Given two unknown functions $f,g : \mathbb{R} \to \mathbb{R}$, how would I go about to compute the expression for
$h(X) = \mathbb{E}[g(f(X)+V)|X]$ where $V \sim \mathcal{N}(0,\sigma^2)$ and $X$ and $V$ are independent.
From all the reading I now know how to compute $\mathbb{E}[f(X)|f(X)+V]$. That is, if $Y = f(X)+V$
$\mathbb{E}[f(X)|Y] = \frac{\int_{\mathbb{R}}f(x) f_V(z-f(x))f_X(x) dx}{\int_{\mathbb{R}} f_V(y-f(x))f_X(x) dx}$
But I am unable to figure out $\mathbb{E}[g(Y)|X]$.

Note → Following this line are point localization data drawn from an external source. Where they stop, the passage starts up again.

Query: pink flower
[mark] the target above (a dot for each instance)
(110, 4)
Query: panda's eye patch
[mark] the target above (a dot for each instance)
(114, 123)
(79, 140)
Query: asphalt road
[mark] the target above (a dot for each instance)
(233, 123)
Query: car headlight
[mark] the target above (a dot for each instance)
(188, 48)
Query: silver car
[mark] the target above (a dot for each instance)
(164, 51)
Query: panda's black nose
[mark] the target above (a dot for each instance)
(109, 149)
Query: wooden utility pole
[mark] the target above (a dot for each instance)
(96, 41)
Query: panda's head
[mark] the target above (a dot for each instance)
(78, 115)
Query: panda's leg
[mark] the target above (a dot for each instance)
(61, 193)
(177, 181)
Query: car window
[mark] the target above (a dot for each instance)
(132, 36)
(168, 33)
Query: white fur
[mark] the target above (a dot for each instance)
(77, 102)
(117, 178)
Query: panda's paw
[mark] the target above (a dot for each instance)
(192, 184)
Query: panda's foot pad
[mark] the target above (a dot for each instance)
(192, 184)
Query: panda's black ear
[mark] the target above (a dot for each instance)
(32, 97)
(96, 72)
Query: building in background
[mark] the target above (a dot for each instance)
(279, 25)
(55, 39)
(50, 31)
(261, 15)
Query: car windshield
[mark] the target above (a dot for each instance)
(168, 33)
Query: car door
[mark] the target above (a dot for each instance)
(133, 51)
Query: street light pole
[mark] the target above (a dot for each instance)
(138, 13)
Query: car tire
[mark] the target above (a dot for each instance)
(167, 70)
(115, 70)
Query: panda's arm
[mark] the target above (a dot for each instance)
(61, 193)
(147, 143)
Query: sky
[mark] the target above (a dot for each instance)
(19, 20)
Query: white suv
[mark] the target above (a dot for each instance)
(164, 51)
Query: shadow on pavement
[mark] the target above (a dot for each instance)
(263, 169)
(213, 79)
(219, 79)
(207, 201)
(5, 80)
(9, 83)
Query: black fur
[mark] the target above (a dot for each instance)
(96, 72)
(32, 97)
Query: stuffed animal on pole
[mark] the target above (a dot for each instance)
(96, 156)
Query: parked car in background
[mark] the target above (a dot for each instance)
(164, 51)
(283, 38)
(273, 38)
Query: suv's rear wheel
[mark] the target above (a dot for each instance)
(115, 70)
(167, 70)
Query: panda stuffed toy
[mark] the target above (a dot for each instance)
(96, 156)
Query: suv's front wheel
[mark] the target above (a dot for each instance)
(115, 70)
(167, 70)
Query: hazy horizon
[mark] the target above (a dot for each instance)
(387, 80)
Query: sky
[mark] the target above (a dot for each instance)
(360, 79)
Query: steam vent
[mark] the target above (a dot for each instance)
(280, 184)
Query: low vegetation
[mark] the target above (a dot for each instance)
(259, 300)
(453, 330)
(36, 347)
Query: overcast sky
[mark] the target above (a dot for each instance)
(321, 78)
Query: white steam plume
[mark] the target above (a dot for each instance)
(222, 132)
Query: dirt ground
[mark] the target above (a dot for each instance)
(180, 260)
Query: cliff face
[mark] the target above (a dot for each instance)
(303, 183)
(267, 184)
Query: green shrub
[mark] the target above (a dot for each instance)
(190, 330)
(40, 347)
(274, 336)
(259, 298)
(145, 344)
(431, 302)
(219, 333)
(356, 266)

I tried using the following identity:
$\mathbb{E}[f(X)+V | X] = f(X) + \mathbb{E}[V|X] = f(X) + \mathbb{E}[V] = f(X)$.
I tried computing the required expectation in the following way:
$\mathbb{E}[g(Y)|X] = \frac{\int_{\mathbb{R}}g(y)f_{x,y}(x,y) dy}{\int_{\mathbb{R}}f_{x,y}(x,y) dy}$ where $f_{x,y}(x,y)$ is the joint density of $X$ and $Y$. To compute the joint density, I started with the joint distribution:
$\mathbb{P}(X\leq x, Y \leq y) = \int_{\mathbb{R}} \mathbb{P}(X\leq x, Y \leq y | Y=y) f_Y(y) dy \\ = \int_{\mathbb{R}} \mathbb{P}(X\leq x) f_Y(y) dy \\ = \int_{\mathbb{R}} F_X(x) f_Y(y) dy\\$
where $F_X$ is the distribution function of X and $f_Y$ is the density of $Y$.
Since the distribution of $V$ is known, it would be helpful to get the expression in terms of the density of $V,$ i.e., $f_V(v)$. But I am not able to figure it out. Any help or suggestion is deeply appreciated!